Die EU hat neue Vorgaben für die Berechnung des Bruttoinlandsprodukts (BIP). Ab September werden die auch in Italien umgesetzt. Somit wird künftig auch Schattenwirtschaft zur Wirtschaft zählen: Geschäfte mit illegalen Drogen wie Kokain, mit geschmuggelten Zigaretten und mit Prostitution werden dann in die Berechnungen des Bruttoinlandsprodukts aufgenommen. Das melden die Statistikbehörden Italiens.

Demnach passen sich die Statistikämter schon in ein paar Monaten an die neuen Eurostat-Regeln an. Die illegalen Geschäfte müssten jedoch modellmäßig berechnet werden, denn für Prostitution und illegalen Handel gibt es keinerlei Basisstatistiken.

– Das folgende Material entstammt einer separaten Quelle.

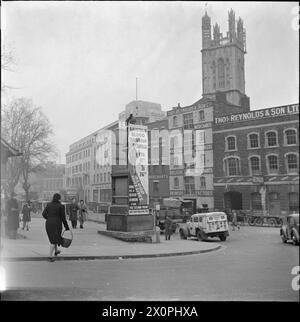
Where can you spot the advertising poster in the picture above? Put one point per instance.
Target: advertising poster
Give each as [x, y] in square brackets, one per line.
[138, 167]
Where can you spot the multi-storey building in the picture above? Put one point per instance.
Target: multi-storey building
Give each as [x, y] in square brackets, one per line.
[88, 166]
[191, 154]
[256, 160]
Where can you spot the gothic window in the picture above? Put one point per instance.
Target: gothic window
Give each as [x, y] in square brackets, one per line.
[202, 182]
[176, 183]
[221, 73]
[227, 73]
[293, 201]
[213, 67]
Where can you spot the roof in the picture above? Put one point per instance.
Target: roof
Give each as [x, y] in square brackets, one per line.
[12, 152]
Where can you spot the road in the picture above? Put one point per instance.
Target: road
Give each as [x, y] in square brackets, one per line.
[253, 265]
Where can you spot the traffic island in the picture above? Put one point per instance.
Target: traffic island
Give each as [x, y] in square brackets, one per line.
[149, 236]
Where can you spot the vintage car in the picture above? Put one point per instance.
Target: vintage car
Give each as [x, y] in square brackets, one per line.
[204, 225]
[289, 231]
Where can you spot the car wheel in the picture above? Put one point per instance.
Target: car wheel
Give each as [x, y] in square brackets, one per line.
[182, 235]
[222, 237]
[200, 235]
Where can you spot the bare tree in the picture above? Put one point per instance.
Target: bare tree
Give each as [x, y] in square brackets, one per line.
[8, 62]
[27, 129]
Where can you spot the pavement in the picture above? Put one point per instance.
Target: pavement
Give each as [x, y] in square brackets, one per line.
[33, 245]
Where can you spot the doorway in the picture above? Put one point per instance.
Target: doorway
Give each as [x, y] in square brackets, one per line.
[233, 200]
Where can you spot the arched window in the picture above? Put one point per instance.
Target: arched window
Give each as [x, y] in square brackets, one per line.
[254, 165]
[221, 73]
[253, 140]
[290, 136]
[175, 121]
[293, 201]
[202, 182]
[213, 69]
[256, 203]
[176, 183]
[230, 143]
[292, 162]
[232, 166]
[271, 138]
[227, 73]
[272, 163]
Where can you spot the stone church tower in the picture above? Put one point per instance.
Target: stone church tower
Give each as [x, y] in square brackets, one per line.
[223, 64]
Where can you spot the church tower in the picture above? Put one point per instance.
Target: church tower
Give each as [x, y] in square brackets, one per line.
[223, 64]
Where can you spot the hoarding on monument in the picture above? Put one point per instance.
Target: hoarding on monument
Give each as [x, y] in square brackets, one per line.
[138, 170]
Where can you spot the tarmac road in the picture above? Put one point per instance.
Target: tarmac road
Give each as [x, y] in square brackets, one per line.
[253, 265]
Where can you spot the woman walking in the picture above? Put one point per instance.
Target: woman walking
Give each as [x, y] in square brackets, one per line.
[82, 213]
[73, 213]
[55, 216]
[26, 215]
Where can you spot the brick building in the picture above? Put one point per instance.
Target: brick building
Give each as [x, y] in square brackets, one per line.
[256, 160]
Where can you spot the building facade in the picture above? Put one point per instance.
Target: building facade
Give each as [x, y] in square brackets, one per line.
[256, 161]
[191, 152]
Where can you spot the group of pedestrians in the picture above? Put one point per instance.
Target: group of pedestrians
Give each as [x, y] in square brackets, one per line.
[13, 219]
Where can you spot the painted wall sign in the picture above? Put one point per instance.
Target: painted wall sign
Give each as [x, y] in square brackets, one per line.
[138, 169]
[259, 114]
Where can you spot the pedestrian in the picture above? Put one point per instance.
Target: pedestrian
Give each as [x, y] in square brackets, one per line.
[168, 227]
[27, 208]
[12, 216]
[73, 213]
[234, 220]
[55, 216]
[82, 213]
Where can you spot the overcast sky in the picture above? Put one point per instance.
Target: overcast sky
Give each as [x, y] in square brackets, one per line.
[79, 60]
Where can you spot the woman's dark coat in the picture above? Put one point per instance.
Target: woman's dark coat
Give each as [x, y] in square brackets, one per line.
[73, 210]
[12, 215]
[55, 216]
[26, 213]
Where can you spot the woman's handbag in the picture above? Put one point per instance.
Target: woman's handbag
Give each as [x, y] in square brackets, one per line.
[66, 238]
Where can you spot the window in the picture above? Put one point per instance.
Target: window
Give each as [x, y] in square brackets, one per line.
[201, 116]
[189, 185]
[254, 165]
[256, 201]
[202, 182]
[156, 187]
[273, 163]
[188, 122]
[176, 183]
[253, 140]
[293, 201]
[175, 121]
[290, 136]
[292, 162]
[221, 73]
[230, 143]
[271, 138]
[232, 166]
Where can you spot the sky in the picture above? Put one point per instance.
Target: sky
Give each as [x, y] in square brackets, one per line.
[79, 60]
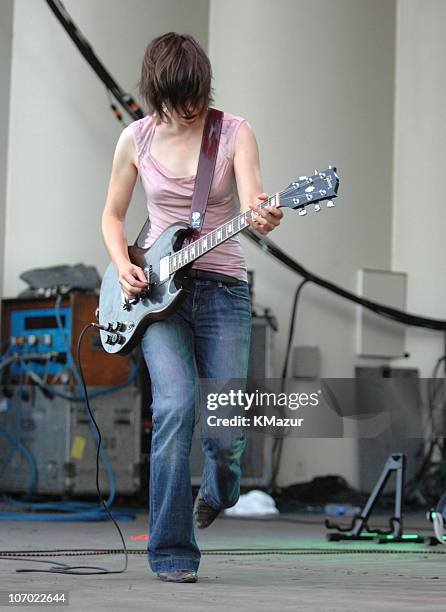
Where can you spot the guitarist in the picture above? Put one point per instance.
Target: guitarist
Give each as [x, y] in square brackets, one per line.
[208, 335]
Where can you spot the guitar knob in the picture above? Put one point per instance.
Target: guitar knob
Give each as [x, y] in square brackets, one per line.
[111, 339]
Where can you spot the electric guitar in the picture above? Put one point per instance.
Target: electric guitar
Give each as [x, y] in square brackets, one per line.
[123, 320]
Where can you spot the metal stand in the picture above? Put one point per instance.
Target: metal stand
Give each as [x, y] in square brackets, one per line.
[359, 530]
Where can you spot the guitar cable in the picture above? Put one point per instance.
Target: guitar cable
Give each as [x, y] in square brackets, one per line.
[85, 570]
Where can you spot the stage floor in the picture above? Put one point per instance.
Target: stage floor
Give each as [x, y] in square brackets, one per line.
[309, 581]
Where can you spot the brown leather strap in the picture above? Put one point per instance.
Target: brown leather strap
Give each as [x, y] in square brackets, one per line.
[205, 170]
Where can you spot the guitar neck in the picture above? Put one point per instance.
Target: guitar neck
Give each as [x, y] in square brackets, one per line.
[199, 247]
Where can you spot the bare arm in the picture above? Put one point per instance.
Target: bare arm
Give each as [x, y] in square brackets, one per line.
[249, 181]
[120, 189]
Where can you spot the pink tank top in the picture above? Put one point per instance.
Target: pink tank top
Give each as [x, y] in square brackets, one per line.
[169, 198]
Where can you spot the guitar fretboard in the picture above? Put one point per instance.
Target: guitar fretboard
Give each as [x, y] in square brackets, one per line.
[199, 247]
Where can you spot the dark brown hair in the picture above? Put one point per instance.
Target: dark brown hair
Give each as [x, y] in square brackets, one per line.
[177, 72]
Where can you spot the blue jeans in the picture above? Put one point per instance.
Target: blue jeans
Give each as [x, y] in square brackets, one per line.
[206, 337]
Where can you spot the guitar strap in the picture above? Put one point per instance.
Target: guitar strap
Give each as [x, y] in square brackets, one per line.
[205, 170]
[203, 180]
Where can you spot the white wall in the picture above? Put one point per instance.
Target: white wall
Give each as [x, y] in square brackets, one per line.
[5, 72]
[419, 223]
[61, 132]
[315, 80]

Positiver Einfluss auf Ertragszaheln

Obgleich das neue Konzept stark umstritten ist, könnte es, so meldet Bloomberg, insbesondere in Italien die schlechten Wirtschaftsdaten des Landes verbessern. In den vergangenen 13 Jahren ist das BIP Italiens viermal geschrumpft und Ministerpräsident Matteo Renzi ist verpflichtet, Italiens Verluste im BIP zu schmälern. Das wird einfacher, wenn der Ertrag gesteigert wird - und sei es durch Schattenwirtschaft.

"Auch wenn es schwierig wird, den Einfluss genau zu bestimmen, wird es einen positiven Einfluss auf das Bruttoinlandsprodukt haben", sagte Wirtschaftswissenschaftler Giuseppe Di Taranto dem Medienunternehmen Bloomberg. Renzi habe somit bei Ausgaben mehr Luft nach oben.

Für Deutschland hatten die Statistikbehörden die Umstellung auf das neue EU-Regelsystem bereits im März angekündigt. Im Nachbarland Österreich sind Prostitution und der Handel mit Drogen übrigens bereits seit 2009 BIP-wirksam. Die zugeschätzten Daten zur Schattenwirtschaft betrug für das Jahr 2012 rund 890 Millionen Euro - rund 0,3 Prozent des BIP.